Cold War begat hot war in Korea. General MacArthur, exceeding his orders, undertook to annex North Korea. This did not work out well, and in the meantime, the usual sloppy and excessive (even hysterical) use of US firepower right up to the Chinese frontier made the Chinese Communist government anxious. Now I doubt that communism, as such, completely explains Chinese intervention in the Korean War. The Manchu Dynasty, had it still existed, might have found the US posture, er, troubling.

US policy makers had never been happy about the Chinese revolution. Relations froze in Cold War mode for two decades. From 1949 on, the new bureaucratic communist dynasty undertook mass murders well surpassing those of Stalin and Hitler, proceeded to destroy such economic life as China had, and showed its East-Is-Red ultra-revolutionary face to the world. The so-called Cultural Revolution rounded out the world-historically colossal crimes of Mao and his friends and was, accordingly, taken up as a great model of human liberation by China scholars and trendy leftists throughout the West.

The left-wing China Lobby was in the ascendant, and with the unpopular Vietnam War, the right-wing China Lobby was in decline. In the end, Nixon, a politician immune to being red-baited, "played the China card" in what began as a cynical great-power maneuver against the Soviets. Trade grew and we finally had our China market. The "capitalist-roaders" stayed on course, unleashing immense increases in productivity and prosperity.
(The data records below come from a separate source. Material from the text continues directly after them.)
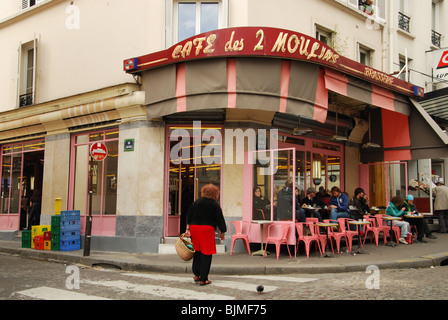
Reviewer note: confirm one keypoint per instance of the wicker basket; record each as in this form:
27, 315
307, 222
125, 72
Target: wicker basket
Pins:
182, 250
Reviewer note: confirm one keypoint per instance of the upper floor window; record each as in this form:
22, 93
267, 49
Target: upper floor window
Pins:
26, 81
375, 8
185, 19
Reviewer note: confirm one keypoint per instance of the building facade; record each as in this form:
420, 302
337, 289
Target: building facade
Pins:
172, 90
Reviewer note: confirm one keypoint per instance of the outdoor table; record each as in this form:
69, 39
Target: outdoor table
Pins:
327, 225
390, 218
359, 224
261, 223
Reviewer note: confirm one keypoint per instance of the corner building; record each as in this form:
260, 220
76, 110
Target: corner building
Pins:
241, 94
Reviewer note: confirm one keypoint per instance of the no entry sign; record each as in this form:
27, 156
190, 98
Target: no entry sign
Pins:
98, 151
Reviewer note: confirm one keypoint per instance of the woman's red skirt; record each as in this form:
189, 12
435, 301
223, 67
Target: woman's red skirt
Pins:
203, 239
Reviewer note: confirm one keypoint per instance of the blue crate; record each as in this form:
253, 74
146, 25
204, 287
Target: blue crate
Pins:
70, 245
69, 225
68, 235
70, 215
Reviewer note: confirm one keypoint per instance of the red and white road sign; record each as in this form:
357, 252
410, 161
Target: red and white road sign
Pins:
98, 151
443, 63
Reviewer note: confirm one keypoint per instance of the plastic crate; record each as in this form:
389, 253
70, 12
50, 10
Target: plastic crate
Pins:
55, 245
70, 245
70, 235
26, 243
55, 221
70, 214
26, 235
47, 236
47, 245
39, 230
68, 225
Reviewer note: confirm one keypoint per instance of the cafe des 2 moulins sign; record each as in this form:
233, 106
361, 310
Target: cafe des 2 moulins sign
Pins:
266, 42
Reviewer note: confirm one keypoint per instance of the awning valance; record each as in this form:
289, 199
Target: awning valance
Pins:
247, 83
363, 91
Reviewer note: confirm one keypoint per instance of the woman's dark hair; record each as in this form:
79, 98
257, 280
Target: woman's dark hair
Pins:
397, 201
210, 191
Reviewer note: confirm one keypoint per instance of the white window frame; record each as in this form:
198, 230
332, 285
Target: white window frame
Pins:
368, 52
171, 14
25, 4
23, 67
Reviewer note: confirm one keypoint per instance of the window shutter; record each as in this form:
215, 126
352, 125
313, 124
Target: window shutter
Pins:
34, 68
19, 70
25, 4
381, 9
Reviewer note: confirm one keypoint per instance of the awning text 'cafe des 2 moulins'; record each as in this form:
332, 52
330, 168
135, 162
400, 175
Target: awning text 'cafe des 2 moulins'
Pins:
234, 103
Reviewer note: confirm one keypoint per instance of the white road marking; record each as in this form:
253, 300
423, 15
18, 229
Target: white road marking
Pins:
160, 291
277, 278
47, 293
218, 283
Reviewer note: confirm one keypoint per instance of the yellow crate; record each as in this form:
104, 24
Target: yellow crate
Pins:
39, 230
47, 245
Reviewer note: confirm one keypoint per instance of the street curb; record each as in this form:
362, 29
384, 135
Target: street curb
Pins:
426, 261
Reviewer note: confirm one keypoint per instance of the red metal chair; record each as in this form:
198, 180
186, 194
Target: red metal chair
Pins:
241, 231
278, 234
345, 226
307, 240
339, 234
374, 229
386, 227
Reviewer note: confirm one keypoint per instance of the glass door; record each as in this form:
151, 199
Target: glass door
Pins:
194, 161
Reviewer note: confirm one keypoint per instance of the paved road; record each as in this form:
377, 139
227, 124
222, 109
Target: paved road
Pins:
28, 279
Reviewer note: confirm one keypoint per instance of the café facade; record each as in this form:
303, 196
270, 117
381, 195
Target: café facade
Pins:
240, 108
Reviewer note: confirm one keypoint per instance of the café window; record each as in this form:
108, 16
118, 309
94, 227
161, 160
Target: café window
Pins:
104, 173
190, 18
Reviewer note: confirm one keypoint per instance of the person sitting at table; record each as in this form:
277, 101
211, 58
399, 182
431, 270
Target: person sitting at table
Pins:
261, 206
396, 209
284, 206
312, 201
360, 203
339, 204
422, 226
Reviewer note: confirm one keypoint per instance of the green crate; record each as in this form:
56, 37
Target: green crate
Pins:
55, 245
55, 221
26, 235
26, 243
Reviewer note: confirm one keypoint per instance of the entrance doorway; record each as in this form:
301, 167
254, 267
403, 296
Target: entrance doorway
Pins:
194, 157
21, 185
One might think this was enough for a while. It might be premature to demand that China do everything our way on a set schedule. But modesty and self-restraint are not hallmarks of the US empire in its late phase. To bring China in line with present US cultural standards, we would first have to finish the missionaries’s work, convert them all to Protestantism, and then tell them it’s all been a mistake, and they must now take up the cause of scientific materialism and/or post-modern angst.

I don’t think we can export our unraveling culture to China. Better stick with the shoes. The Chinese will, in all likelihood, modernize Confucianism and be fairly happy with the results.

I have said nothing about the current ‘crisis’ nor do I wish to. The Chinese are said to be

paranoid, inscrutable, and some other things. Well, frankly, after their relations with the West, they have their reasons. We’re not going to remould them all with scholarships to Yale or Stanford. They are Chinese. They are, in that respect, foreign. I think we should accept that, or at least take it into account.

Here we speak of one of the most ancient and original of the world civilizations. Its broad outlines were set long before those of our civilization, even if ours rests in part on Near Eastern foundations which predate Chinese civilization by a thousand years. An ancient script with an enormous literature, Confucian philosophy, and an indigenous approach to riverine agriculture – China can draw on all these plus the energies liberated by the transition to a market economy.

Does this mean that the Chinese state will often or always behave well? No. But one might ask if the US state often or always behaves well. There may be those who say ‘yes.’ To take on that claim would involve us in perhaps the deepest of all layers of American delusion. Those who are not open to the possibility that there is a US empire and that empires do bad things, more often than not, are the most unrealistic of all.

Should we be realistic about the Chinese state? Insofar as it matters to us, yes. Should be realistic about the US state? Even more so. After all, we share some territory with it, for better or worse.